Trabajar apenas unas horas al día, frente a la orilla del mar y con un cóctel en la mano. Llevar una vida ociosa, donde la suerte juega un papel principal y el esfuerzo brilla por su ausencia. «Vivir de internet», como en ocasiones se dice de manera peyorativa… A menudo esa es la imagen que los medios de comunicación ofrecen del nómada digital. Pero no es más que una descripción simplista, anecdótica y oportunista.

El nomadismo digital es en realidad una filosofía de vida que se rige por los valores de la libertad, la independencia, el desapego a lo material y el culto a la experiencia. Es una mentalidad guiada por un espíritu emprendedor y aventurero. Nómada digital es aquel que no se deja llevar por lo establecido, quien decide seguir su propio camino. Es un inconformista, un outsider, la resistencia al FOMO («fear of missing out» o miedo a perderse algo). Carpe diem y wanderlust en estado puro.

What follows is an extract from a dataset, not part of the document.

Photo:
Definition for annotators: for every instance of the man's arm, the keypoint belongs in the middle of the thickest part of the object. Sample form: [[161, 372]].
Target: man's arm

Es así porque la tecnología se lo permite. Por tanto, un nómada digital no es otra cosa que el heredero del tiempo que le ha tocado vivir. Quien aprovecha las ventajas de internet y los avances tecnológicos para construir su propia vida independientemente del lugar donde se encuentre. El portátil es una de sus pocas posesiones y no tiene problemas para cerrar la maleta, pues lo que más aprecia no ocupa lugar, es la experiencia. Su objeto más preciado es el pasaporte y no colecciona imanes, tiene presente cada destino por las personas a las que conoce.

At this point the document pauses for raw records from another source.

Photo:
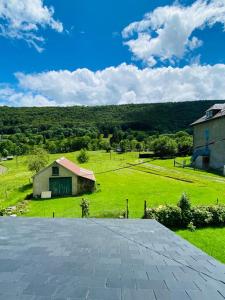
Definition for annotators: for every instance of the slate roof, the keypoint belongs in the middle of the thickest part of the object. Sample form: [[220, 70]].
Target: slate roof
[[98, 259], [219, 114], [69, 165]]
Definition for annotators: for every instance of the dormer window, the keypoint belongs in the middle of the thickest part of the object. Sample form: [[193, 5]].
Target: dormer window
[[209, 114], [55, 171]]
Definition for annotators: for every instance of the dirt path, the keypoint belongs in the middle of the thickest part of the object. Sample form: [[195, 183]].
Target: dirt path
[[2, 170]]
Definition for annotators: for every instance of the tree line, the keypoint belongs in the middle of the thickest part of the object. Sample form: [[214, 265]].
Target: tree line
[[142, 127]]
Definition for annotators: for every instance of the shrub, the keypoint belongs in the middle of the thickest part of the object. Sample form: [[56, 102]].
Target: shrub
[[168, 215], [83, 156], [112, 214], [198, 216], [164, 146], [191, 226], [201, 216], [184, 202], [85, 207], [218, 214], [185, 206]]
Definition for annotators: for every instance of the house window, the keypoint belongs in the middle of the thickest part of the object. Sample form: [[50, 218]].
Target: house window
[[55, 171]]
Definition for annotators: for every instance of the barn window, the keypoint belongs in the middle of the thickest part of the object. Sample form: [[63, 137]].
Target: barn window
[[55, 171]]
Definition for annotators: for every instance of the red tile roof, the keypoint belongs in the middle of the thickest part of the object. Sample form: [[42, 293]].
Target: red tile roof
[[69, 165]]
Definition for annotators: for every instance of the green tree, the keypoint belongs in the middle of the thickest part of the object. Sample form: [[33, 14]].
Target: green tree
[[164, 146], [38, 159], [83, 156]]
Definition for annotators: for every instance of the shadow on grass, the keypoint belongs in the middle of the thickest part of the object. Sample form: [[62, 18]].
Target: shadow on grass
[[25, 188]]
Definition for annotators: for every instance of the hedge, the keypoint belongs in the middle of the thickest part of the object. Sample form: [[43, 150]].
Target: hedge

Si nos referimos al nómada digital como bon viveur lo haremos porque es dueño de sus decisiones, porque vive como quiere. Pero no es justo caer en la idea de que solo obedece a los impulsos del placer. De hecho, los nómadas digitales que eligen los espacios de Plázida para trabajar a su paso por Madrid suelen ser profesionales exigentes. Destacan en su área y ofrecen servicios de altísima calidad. Son incansables tanto en el terreno laboral como en el personal. Son los que nunca fallan a nuestro grupo de mastermind y los primeros en apuntarse al GuiriDrink. Son independientes pero participan de forma muy activa en la sociedad.

En su obra «La era del acceso: La revolución de la nueva economía» (2000), el pensador Jeremy Rifkin asegura que esta nueva era —que ya es presente, por cierto— también trae consigo «un nuevo tipo de ser humano». La descripción que hace de esta nueva conciencia humana encaja con la mentalidad del nómada digital:

Para ellos el acceso es una forma de vida y aunque la propiedad es importante, aún lo es más estar conectados. Las personas del siglo XXI se perciben a sí mismas tanto como nodos insertos en una red de intereses compartidos como agentes autónomos en un mundo darwiniano de supervivencia competitiva. Para ellas la libertad personal tiene menos que ver con el derecho de posesión y la capacidad para excluir a otros y más con el derecho a estar incluido en las redes de interrelación. 

La profecía de Rifkin se está cumpliendo. El nomadismo digital se está extendiendo. El futuro laboral se parecerá más a ello que al presentismo vigente. La moneda de cambio será nuestro pensamiento creativo. El punto de encuentro empezará siempre en la Red. Lo más frecuente será el no-lugar que anticipó Marc Augé, pero todo será más intenso que nunca. La decisión es solo tuya.